私が、デザインに求めていたもの。
難解な本でもあり、筆者の意図とは異なる解釈をしたかもしれないが、無意識の内に私がデザインに求めていたものの正体は、アフォーダンスと呼ばれる性質の提供なんだと嬉しくなった。本書は、デザインのノウハウを記した解説本ではない。本書におけるレイアウトは、モノを意図的に動かし、配置したり設営したりする行為を指すわけでもないようだ。
ただ存在する質感を持つ環境=レイアウトの記述ではなく、ヒトや動物の行為との関連で環境を定義しているところが素晴らしい。だからこそ、ヒトが使うデザインのあり様にも示唆を与えてくれるように思う。

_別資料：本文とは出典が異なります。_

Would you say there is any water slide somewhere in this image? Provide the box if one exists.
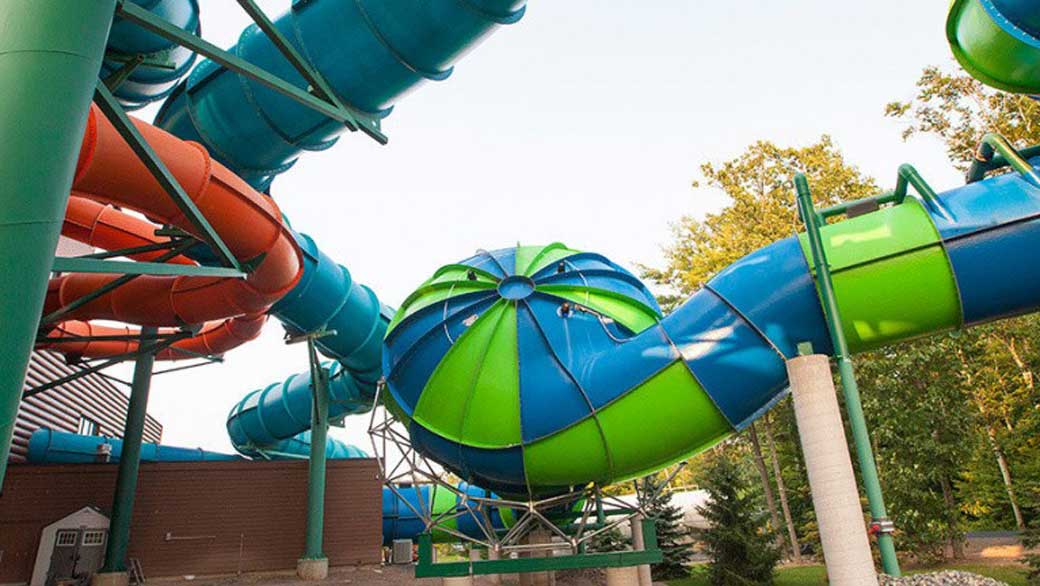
[141,0,524,455]
[18,0,1040,545]
[946,0,1040,95]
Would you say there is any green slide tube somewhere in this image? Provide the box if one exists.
[0,0,115,486]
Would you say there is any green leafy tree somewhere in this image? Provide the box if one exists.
[698,450,780,586]
[885,67,1040,528]
[639,477,694,581]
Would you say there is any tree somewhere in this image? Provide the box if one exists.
[885,67,1040,171]
[642,135,880,559]
[698,450,780,586]
[638,477,694,581]
[885,67,1040,528]
[642,135,880,307]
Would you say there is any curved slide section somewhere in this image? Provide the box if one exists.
[156,0,524,454]
[946,0,1040,95]
[101,0,201,109]
[36,107,303,358]
[156,0,524,188]
[384,160,1040,495]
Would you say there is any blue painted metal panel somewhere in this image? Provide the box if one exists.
[932,169,1040,239]
[708,237,833,358]
[946,220,1040,325]
[517,300,590,443]
[662,289,787,430]
[27,428,241,464]
[409,422,527,494]
[521,294,679,410]
[982,0,1040,37]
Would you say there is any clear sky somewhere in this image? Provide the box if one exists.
[141,0,958,451]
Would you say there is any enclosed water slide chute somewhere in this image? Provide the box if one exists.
[384,170,1040,496]
[101,0,201,109]
[145,0,524,453]
[946,0,1040,95]
[42,107,304,358]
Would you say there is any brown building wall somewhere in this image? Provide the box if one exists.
[10,351,162,462]
[0,459,383,584]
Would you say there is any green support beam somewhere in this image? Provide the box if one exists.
[0,0,115,487]
[52,256,245,278]
[99,327,158,574]
[303,332,329,560]
[415,519,664,578]
[795,175,906,576]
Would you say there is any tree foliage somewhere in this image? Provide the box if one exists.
[639,478,694,581]
[698,450,780,586]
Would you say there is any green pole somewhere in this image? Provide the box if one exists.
[304,337,329,560]
[0,0,115,487]
[99,327,158,574]
[795,174,900,577]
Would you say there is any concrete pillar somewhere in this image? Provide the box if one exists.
[629,515,653,586]
[606,565,640,586]
[787,354,878,586]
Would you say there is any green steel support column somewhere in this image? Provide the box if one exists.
[0,0,115,487]
[100,327,158,574]
[795,174,900,576]
[304,336,329,560]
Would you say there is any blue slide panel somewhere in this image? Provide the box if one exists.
[661,288,787,430]
[100,0,200,109]
[707,236,833,358]
[26,428,242,464]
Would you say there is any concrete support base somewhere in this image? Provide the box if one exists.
[296,558,329,581]
[90,571,130,586]
[488,549,502,586]
[787,354,878,586]
[606,566,640,586]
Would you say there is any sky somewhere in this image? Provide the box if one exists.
[132,0,959,452]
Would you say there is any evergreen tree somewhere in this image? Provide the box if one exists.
[698,450,780,586]
[639,477,694,581]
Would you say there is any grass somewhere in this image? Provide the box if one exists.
[668,563,1025,586]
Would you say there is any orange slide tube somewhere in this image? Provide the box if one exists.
[42,107,303,359]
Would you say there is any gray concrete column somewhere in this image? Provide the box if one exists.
[787,354,878,586]
[630,514,653,586]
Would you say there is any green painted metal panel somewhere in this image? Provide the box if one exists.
[594,361,733,481]
[799,199,961,352]
[523,417,614,486]
[413,300,520,447]
[460,303,520,448]
[538,285,659,333]
[516,243,578,277]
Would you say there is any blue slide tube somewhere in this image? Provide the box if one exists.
[156,0,524,455]
[101,0,201,109]
[156,0,524,188]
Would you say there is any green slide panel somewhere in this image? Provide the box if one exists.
[799,198,962,352]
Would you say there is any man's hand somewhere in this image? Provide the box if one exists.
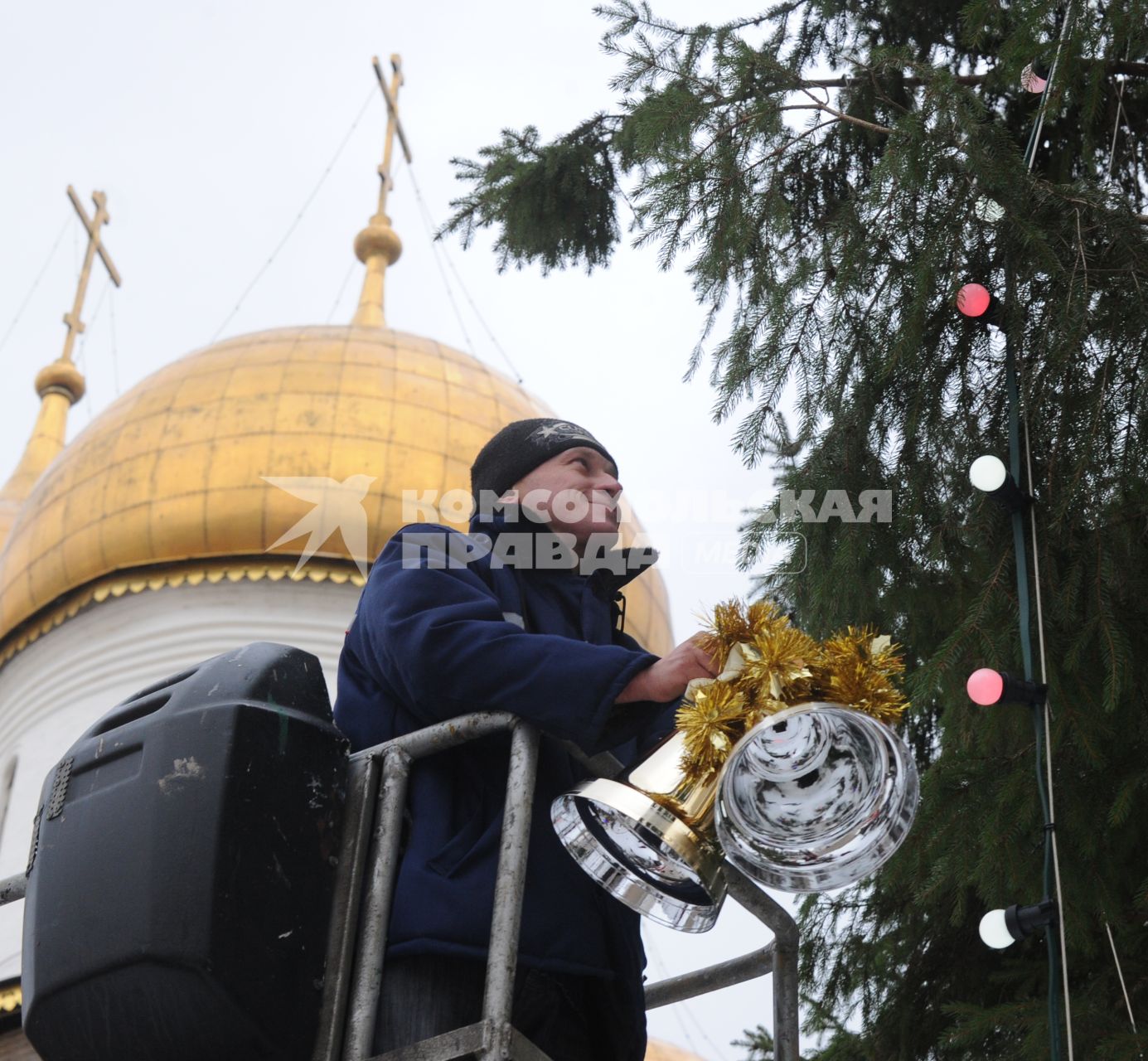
[614,632,718,704]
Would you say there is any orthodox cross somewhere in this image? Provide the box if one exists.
[60,185,119,361]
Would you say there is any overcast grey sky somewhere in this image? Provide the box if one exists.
[0,0,817,1061]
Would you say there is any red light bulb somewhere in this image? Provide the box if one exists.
[957,283,993,317]
[964,667,1005,707]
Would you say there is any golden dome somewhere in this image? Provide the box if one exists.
[0,325,671,659]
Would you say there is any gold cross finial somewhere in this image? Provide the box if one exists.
[60,185,119,363]
[351,55,411,327]
[0,185,119,535]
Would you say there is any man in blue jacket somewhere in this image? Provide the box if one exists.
[334,418,714,1061]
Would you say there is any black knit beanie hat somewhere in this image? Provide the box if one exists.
[471,417,618,503]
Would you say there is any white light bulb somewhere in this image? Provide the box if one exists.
[969,453,1008,494]
[981,909,1016,951]
[972,195,1005,225]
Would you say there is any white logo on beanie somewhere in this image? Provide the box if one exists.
[527,420,600,445]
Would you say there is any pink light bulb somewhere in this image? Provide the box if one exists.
[964,667,1005,707]
[1020,63,1049,92]
[957,283,993,317]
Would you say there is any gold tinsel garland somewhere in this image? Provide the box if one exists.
[676,598,908,781]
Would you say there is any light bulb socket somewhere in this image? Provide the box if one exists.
[985,472,1035,515]
[972,295,1005,332]
[1005,899,1059,941]
[987,671,1049,707]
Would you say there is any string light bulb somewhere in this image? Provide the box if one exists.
[969,453,1034,513]
[972,195,1005,225]
[979,899,1058,951]
[1020,59,1049,93]
[969,453,1008,494]
[957,283,993,317]
[964,667,1049,707]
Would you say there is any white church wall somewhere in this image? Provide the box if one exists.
[0,579,361,983]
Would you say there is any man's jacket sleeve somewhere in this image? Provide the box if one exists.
[356,527,658,754]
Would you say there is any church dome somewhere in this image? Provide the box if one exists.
[0,324,671,661]
[645,1039,705,1061]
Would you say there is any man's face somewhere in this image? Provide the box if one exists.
[512,445,622,552]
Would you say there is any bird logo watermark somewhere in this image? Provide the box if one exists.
[259,476,379,578]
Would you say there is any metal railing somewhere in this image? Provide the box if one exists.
[312,712,798,1061]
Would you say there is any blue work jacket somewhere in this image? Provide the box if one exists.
[334,515,675,1058]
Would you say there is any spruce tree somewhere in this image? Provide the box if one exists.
[445,0,1148,1061]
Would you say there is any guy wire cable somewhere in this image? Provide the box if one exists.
[1009,0,1074,1042]
[395,155,477,360]
[1005,0,1073,1042]
[408,159,522,384]
[1104,921,1143,1042]
[211,85,376,343]
[0,216,72,351]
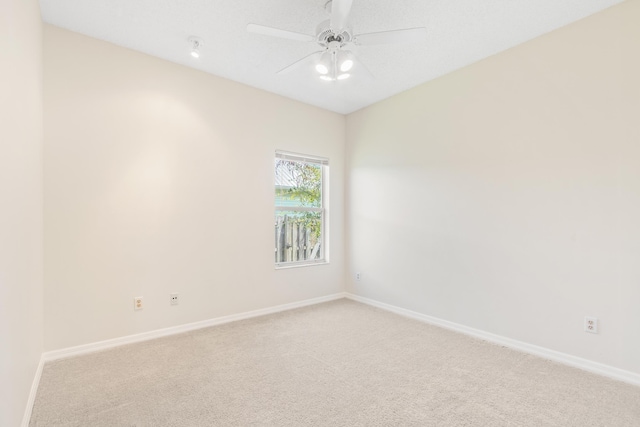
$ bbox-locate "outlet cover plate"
[584,316,598,334]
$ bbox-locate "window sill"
[275,260,329,270]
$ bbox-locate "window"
[275,151,329,267]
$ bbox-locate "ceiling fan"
[247,0,427,81]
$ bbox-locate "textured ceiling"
[40,0,621,114]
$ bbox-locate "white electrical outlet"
[584,317,598,334]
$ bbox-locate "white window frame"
[274,150,329,269]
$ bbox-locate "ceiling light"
[189,36,204,58]
[316,63,329,74]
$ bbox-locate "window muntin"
[274,152,329,267]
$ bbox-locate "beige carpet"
[31,300,640,427]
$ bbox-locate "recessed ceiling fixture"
[189,36,204,58]
[247,0,427,81]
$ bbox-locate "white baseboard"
[20,355,44,427]
[346,293,640,386]
[42,292,346,362]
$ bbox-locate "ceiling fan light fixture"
[316,63,329,75]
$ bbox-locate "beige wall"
[44,26,345,350]
[347,1,640,373]
[0,0,43,426]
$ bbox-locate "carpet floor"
[30,299,640,427]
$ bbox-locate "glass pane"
[275,159,322,208]
[275,211,323,263]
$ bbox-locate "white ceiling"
[40,0,622,114]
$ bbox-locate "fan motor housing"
[316,20,352,47]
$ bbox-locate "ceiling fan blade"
[355,27,427,45]
[276,50,324,74]
[247,24,316,42]
[329,0,353,33]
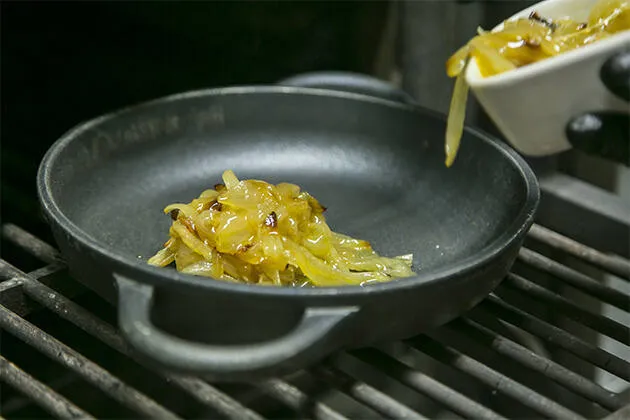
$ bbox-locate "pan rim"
[37,85,540,298]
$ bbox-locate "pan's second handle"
[277,71,415,105]
[115,275,358,381]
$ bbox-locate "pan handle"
[114,274,358,381]
[277,71,416,105]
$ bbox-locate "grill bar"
[2,223,61,264]
[256,379,349,420]
[312,365,426,420]
[501,274,630,345]
[529,224,630,279]
[352,349,505,420]
[0,355,94,419]
[475,296,630,381]
[3,260,262,420]
[518,248,630,311]
[0,305,179,419]
[603,404,630,420]
[407,336,584,420]
[446,318,623,411]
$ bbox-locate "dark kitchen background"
[1,1,544,249]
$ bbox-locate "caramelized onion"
[148,171,414,287]
[444,0,630,167]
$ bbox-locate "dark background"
[1,1,396,246]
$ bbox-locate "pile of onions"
[148,170,414,287]
[444,0,630,167]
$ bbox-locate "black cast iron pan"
[38,73,539,381]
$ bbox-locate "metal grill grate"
[0,221,630,420]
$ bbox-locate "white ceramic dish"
[466,0,630,156]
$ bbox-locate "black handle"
[565,50,630,166]
[566,111,630,165]
[599,49,630,102]
[114,275,358,381]
[277,71,415,105]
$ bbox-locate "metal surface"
[38,77,539,381]
[0,225,630,420]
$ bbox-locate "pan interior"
[49,92,527,271]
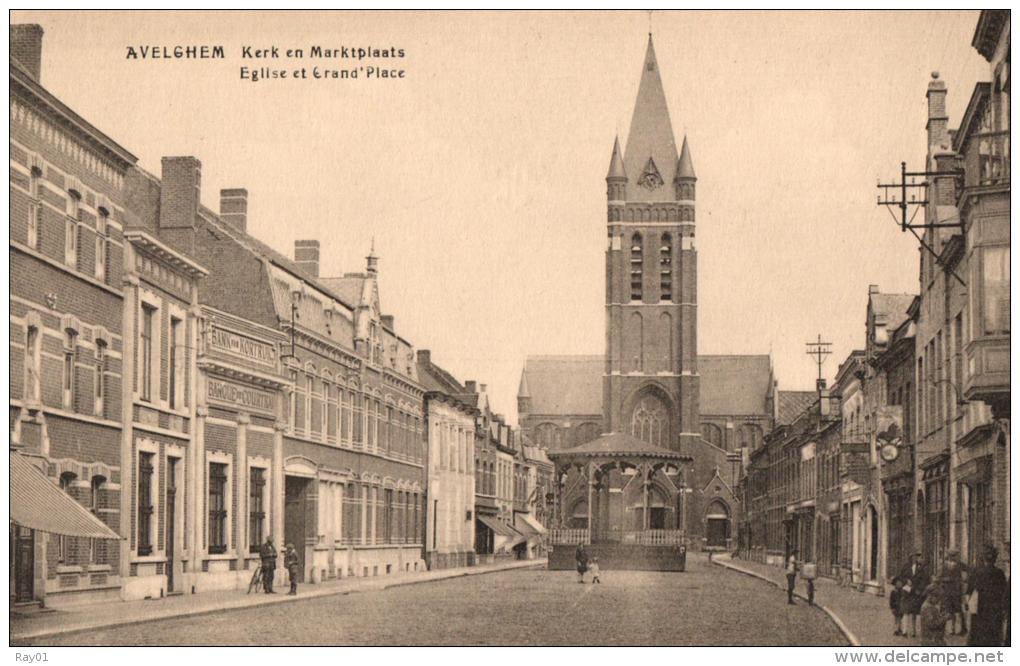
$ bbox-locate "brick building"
[8,25,136,606]
[418,350,478,569]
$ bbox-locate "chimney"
[10,23,43,81]
[925,71,950,152]
[294,241,318,277]
[219,188,248,232]
[159,157,202,229]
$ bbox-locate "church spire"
[676,137,698,181]
[623,35,678,201]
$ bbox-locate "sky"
[11,11,988,420]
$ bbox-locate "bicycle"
[248,564,262,595]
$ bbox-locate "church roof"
[776,391,818,425]
[548,432,692,460]
[698,354,772,415]
[521,354,772,415]
[623,35,678,201]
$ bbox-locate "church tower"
[603,35,700,453]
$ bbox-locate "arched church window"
[630,397,669,447]
[702,423,722,449]
[630,234,645,301]
[659,234,673,301]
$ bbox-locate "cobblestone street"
[21,561,846,646]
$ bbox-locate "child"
[921,584,949,647]
[588,557,602,584]
[889,576,904,636]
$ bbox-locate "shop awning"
[478,516,520,539]
[513,513,546,537]
[10,452,120,540]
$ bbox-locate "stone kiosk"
[549,432,693,571]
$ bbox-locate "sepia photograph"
[7,8,1011,652]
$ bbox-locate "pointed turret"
[676,137,698,181]
[676,137,698,201]
[606,137,627,201]
[517,370,531,417]
[623,35,677,201]
[606,135,627,181]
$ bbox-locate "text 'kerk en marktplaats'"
[125,45,407,83]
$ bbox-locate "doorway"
[276,476,311,582]
[10,523,36,604]
[166,458,180,595]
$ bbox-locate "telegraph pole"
[807,334,832,391]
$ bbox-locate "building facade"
[8,25,136,606]
[417,350,478,569]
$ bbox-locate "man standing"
[284,544,301,595]
[900,551,931,638]
[574,544,588,582]
[259,536,276,595]
[967,545,1009,647]
[939,550,967,635]
[786,551,798,606]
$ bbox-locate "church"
[517,35,795,554]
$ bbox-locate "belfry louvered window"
[659,234,673,301]
[630,234,645,301]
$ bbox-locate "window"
[57,472,78,563]
[24,326,41,403]
[96,208,109,283]
[63,328,78,410]
[630,234,645,301]
[320,381,332,440]
[27,166,43,250]
[352,393,364,449]
[303,374,315,434]
[209,462,226,554]
[383,489,394,544]
[340,391,352,443]
[248,467,265,553]
[630,398,669,447]
[139,303,156,402]
[343,483,361,546]
[167,317,184,409]
[981,246,1010,336]
[64,192,82,268]
[89,474,106,564]
[659,234,673,301]
[96,340,106,417]
[138,453,155,556]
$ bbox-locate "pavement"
[713,555,967,648]
[10,558,546,644]
[15,555,848,647]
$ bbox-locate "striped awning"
[10,452,120,540]
[478,516,521,539]
[513,513,546,537]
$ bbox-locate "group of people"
[889,545,1009,646]
[259,536,301,595]
[574,544,602,584]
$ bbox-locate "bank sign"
[209,326,276,367]
[206,377,274,414]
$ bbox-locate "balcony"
[963,131,1010,189]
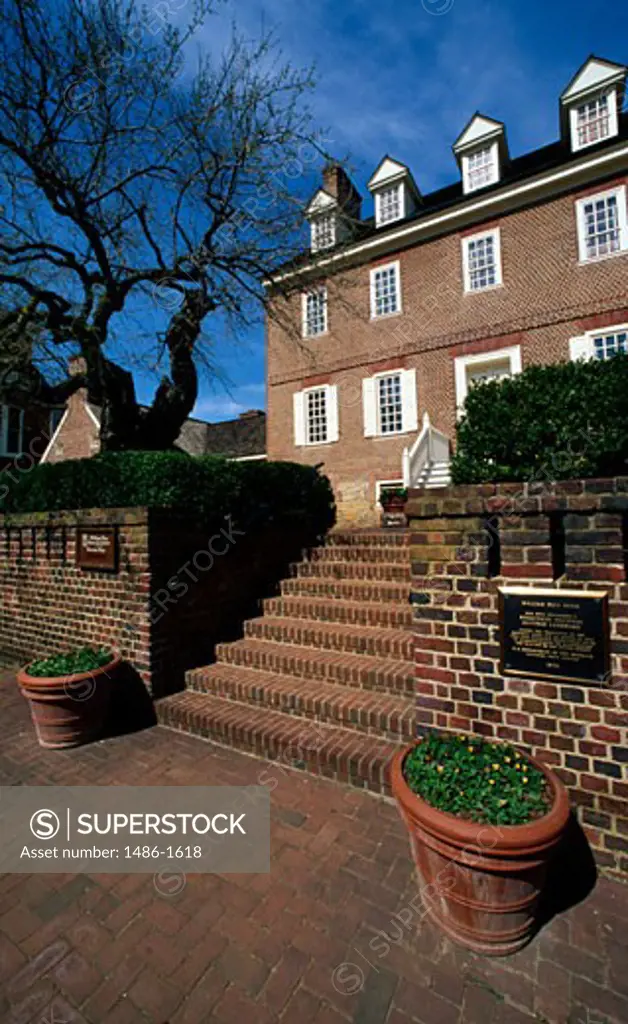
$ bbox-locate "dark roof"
[89,402,266,459]
[177,410,266,459]
[275,112,628,274]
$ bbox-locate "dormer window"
[464,143,498,191]
[576,93,615,150]
[453,114,508,196]
[375,184,404,224]
[560,57,626,153]
[311,213,336,253]
[369,157,421,227]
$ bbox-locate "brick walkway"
[0,675,628,1024]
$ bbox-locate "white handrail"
[402,413,450,487]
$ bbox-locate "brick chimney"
[323,161,362,220]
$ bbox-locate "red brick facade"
[407,478,628,872]
[267,156,628,522]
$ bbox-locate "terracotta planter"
[17,657,121,750]
[391,746,570,956]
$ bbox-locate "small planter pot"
[17,656,121,750]
[391,746,570,956]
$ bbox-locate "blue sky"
[155,0,628,420]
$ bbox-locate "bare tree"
[0,0,325,450]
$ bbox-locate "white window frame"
[309,211,338,253]
[375,181,406,227]
[293,384,340,447]
[301,285,329,338]
[576,185,628,263]
[454,345,521,417]
[570,324,628,359]
[362,367,418,439]
[0,402,24,457]
[370,259,403,319]
[462,141,500,196]
[570,88,619,153]
[462,227,504,295]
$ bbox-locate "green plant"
[28,647,114,679]
[452,354,628,483]
[404,733,550,825]
[379,487,408,505]
[0,452,335,543]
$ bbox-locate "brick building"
[267,56,628,522]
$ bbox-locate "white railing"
[403,413,450,487]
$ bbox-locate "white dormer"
[560,56,628,153]
[453,113,508,195]
[368,157,421,227]
[305,188,338,253]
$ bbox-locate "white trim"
[373,180,408,227]
[575,185,628,263]
[301,285,329,338]
[454,345,521,416]
[292,384,339,447]
[264,143,628,285]
[369,259,403,319]
[462,139,500,196]
[461,227,504,295]
[570,324,628,360]
[39,407,68,463]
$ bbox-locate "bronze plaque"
[499,587,610,683]
[77,526,118,572]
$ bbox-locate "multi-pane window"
[371,263,401,316]
[576,95,611,147]
[311,213,336,252]
[305,388,327,444]
[580,193,622,259]
[377,185,404,224]
[466,145,495,191]
[303,288,327,338]
[593,330,628,359]
[377,374,404,434]
[463,231,501,292]
[0,406,24,455]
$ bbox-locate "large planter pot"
[17,656,121,750]
[391,746,570,956]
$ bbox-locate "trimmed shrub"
[0,452,335,537]
[452,354,628,483]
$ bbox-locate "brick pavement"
[0,674,628,1024]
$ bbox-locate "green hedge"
[452,354,628,483]
[0,452,335,535]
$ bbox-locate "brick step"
[244,614,414,664]
[156,690,399,794]
[185,665,415,742]
[325,528,410,548]
[263,595,413,629]
[290,560,411,589]
[307,544,410,565]
[281,577,410,604]
[216,637,415,695]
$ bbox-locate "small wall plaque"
[77,526,118,572]
[499,587,611,684]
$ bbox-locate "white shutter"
[570,334,593,359]
[292,391,305,447]
[402,370,419,431]
[362,377,377,437]
[326,384,339,441]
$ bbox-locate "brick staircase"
[157,529,415,793]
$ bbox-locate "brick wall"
[407,478,628,872]
[267,178,628,522]
[0,508,309,696]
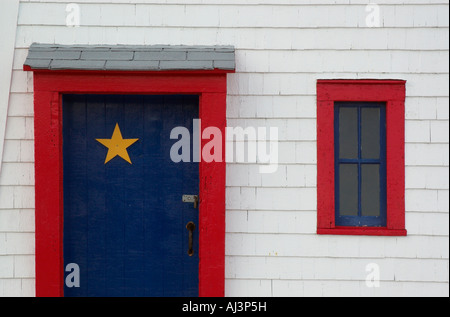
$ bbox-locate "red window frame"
[24,66,230,297]
[317,80,407,236]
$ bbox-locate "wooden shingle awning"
[24,43,235,71]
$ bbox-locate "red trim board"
[26,68,227,297]
[317,80,407,236]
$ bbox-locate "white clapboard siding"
[0,0,449,297]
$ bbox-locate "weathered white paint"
[0,0,19,174]
[0,0,449,296]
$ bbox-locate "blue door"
[63,95,199,296]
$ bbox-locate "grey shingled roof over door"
[24,44,235,71]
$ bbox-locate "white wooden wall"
[0,0,449,296]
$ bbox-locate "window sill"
[317,227,407,237]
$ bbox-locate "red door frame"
[317,79,407,236]
[24,66,232,297]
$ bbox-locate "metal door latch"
[183,195,198,209]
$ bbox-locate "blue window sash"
[334,102,387,227]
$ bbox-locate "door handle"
[186,221,195,256]
[182,195,198,209]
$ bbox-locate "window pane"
[361,164,380,217]
[361,107,380,159]
[339,164,358,216]
[339,107,358,159]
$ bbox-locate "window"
[334,103,386,227]
[317,80,406,236]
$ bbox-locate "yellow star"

筆者は、デザインの専門家ではなく、生態心理学者であるという。
様々な周囲・環境と行為者・受容者の入れ子構造のインターラクションが美しくレイアウトされている。縦書きのテキストのカッコ良さを感じた初めての本かもしれない。
アート系アフォーダンス・・・とでも呼ぶか
日本におけるアフォーダンス理論紹介の第一人者が、いわゆるアート・デザイン系のトピックにアフォーダンス理論を読み込んでみせた本。 デザイン系の実務者との対談が半分、アート系のトピックによせてアフォーダンス理論を語った部分が半分という構成である。対談以外の部分も研究書の体裁ではなく、エッセイ的な文章となっている。ただしアフォーダンス理論の基礎概念の説明が所々足りないような印象があるので、いきなりこの本から入っても立ち往生するのではないだろうか。まずはきちんとした概説書を読んでから、アート系に繋げたい人がヒントを探す為に読む本である。